This book has its name from the person who is the principal subject of it; it is by Clemens of Alexandria (a) called the Book of Mordecai also; it is commonly called, in the Hebrew copies, "Megillah Esther", the Volume of Esther; and sometimes in the Jewish writings only "Megillah", by way of eminency, "the Volume". It was written, according to the Talmudists (b), by the men of the great synagogue, composed by Ezra; and some think it was written by Ezra himself (c); but Aben Ezra is of opinion it was written by Mordecai, since he was concerned in, and had perfect knowledge of, all things related in it; which is rejected by Spinosa (d), who conceits that this, and the books of Daniel, Ezra, and Nehemiah, were written by one and the same historian long after the times of Judas Maccabaeus: as to the canonical authority of it, it has been generally received by Jews and Christians; our wise men, says Maimonides (e), openly and plainly affirm of the book of Esther, that it was dictated by the Holy Spirit; so Aben Ezra on Est 6:6, and he himself (f) affirms, that

"all the books of the prophets, and all the Hagiographa (or holy writings), shall cease in the days of the Messiah, except the volume of Esther; and, lo, that shall be as stable as the Pentateuch, and as the constitutions of the oral law, which shall never cease.''

Though the versions of other books of Scripture might not be read in the synagogues, versions of this book might to those who did not understand Hebrew (g); and so Luther (h) says, the Jews more esteem the book of Esther than any of the prophets. Whence Mr. Baxter (i) had that notion, I can not devise, that the Jews used to cast to the ground the book of Esther before they read it, because the name of God was not in it: nor is that any objection to its authenticity, since the hand and providence of God may be most clearly seen in it; in raising Esther to such grandeur, and that for the deliverance of the people of the Jews, and in counter working and bringing to nought the plots of their enemies, and in saving them: nor that it is not quoted in the New Testament; it is sufficient there is no disagreement between them, yea, an entire agreement, particularly in the account of the captivity of Jeconiah, which is expressed almost in the same words in Est 2:6 as in Mat 1:11. It stands in Origen's catalogue (k) of the books of the Old Testament; nor is it any material objection that it appears not in the catalogue of Melito (l), since in that list is comprehended under Ezra not Nehemiah only, but Esther also, which Jerom (m) mentions along with it. This book is not only of use to the Jews, as it shows the original and foundation of a feast of theirs, still kept up by them, the feast of Purim, and makes for the glory of their nation, and therefore it is no wonder it should be so highly esteemed by them; but serves to show the singular providence of God in taking care of his people in adversity, in humbling the proud, and exalting the lowly, and saving those that pray to him, and trust in him; it furnishes out various instructions in the conduct of the several persons herein mentioned; it is a history but of ten or eleven years at most, from the third of Ahasuerus, to the twelfth of his reign, Est 1:3.
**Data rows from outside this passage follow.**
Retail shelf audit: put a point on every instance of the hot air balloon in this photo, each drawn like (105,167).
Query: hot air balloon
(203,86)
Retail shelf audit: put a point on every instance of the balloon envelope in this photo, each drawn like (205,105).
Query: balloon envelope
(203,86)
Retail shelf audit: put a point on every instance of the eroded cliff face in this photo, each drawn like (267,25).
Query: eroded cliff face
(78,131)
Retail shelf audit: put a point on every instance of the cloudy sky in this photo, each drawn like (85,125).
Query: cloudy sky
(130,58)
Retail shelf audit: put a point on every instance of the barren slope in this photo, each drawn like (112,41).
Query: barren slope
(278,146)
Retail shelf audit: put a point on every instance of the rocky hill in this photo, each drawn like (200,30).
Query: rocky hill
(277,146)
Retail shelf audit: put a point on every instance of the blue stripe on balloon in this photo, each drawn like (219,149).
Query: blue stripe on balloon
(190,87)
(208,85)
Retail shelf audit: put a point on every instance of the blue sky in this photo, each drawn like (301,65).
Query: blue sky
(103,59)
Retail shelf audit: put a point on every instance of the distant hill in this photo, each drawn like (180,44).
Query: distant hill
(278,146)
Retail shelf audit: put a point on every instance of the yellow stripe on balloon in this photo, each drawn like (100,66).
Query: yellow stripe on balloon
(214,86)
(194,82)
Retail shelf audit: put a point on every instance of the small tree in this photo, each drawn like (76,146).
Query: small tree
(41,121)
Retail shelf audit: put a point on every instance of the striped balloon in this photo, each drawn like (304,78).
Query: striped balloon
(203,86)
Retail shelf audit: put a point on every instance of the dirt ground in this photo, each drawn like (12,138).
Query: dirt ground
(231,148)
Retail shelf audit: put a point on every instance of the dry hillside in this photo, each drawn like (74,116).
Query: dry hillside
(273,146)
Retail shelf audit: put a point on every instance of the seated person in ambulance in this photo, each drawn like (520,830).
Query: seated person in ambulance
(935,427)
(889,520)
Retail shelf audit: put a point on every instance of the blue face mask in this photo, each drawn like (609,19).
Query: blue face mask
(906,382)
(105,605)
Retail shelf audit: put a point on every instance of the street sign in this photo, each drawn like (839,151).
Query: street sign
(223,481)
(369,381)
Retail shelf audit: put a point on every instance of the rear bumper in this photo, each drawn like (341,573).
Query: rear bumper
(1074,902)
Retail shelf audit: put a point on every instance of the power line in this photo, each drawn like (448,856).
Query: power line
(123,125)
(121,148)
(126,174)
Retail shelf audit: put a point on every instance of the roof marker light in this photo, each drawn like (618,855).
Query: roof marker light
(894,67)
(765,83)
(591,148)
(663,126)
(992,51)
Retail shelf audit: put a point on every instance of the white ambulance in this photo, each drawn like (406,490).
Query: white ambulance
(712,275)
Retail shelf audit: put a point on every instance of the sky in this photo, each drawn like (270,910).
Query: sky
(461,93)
(a) Stromat. l. 1. p. 329. (b) T. Bava Bathra, fol. 15. 1. (c) August. de Civ. Dei, l. 18. c. 36. Isidor. Origin. l. 6. c. 2. (d) Tract. Theolog. Politic. c. 10. p. 189, &c. (e) Moreh Nevochim, par. 2. c. 45. (f) Hilchot Megillah, c. 2. sect. 18. (g) Misn. Megillah, c. 2. sect. 1. T. Bab. Megillah, fol. 18. 1. (h) Mensal. Colloqu. c. 31. p. 358. (i) The Saints Everlasting Rest, part 4. c. 3. sect. 1. (k) Apud Euseb. Eccl. Hist. l. 6. c. 25. (l) Apud ib. l. 4. c. 26. (m) Ad Domnion. & Rogat. tom. 3. fol. 7. F.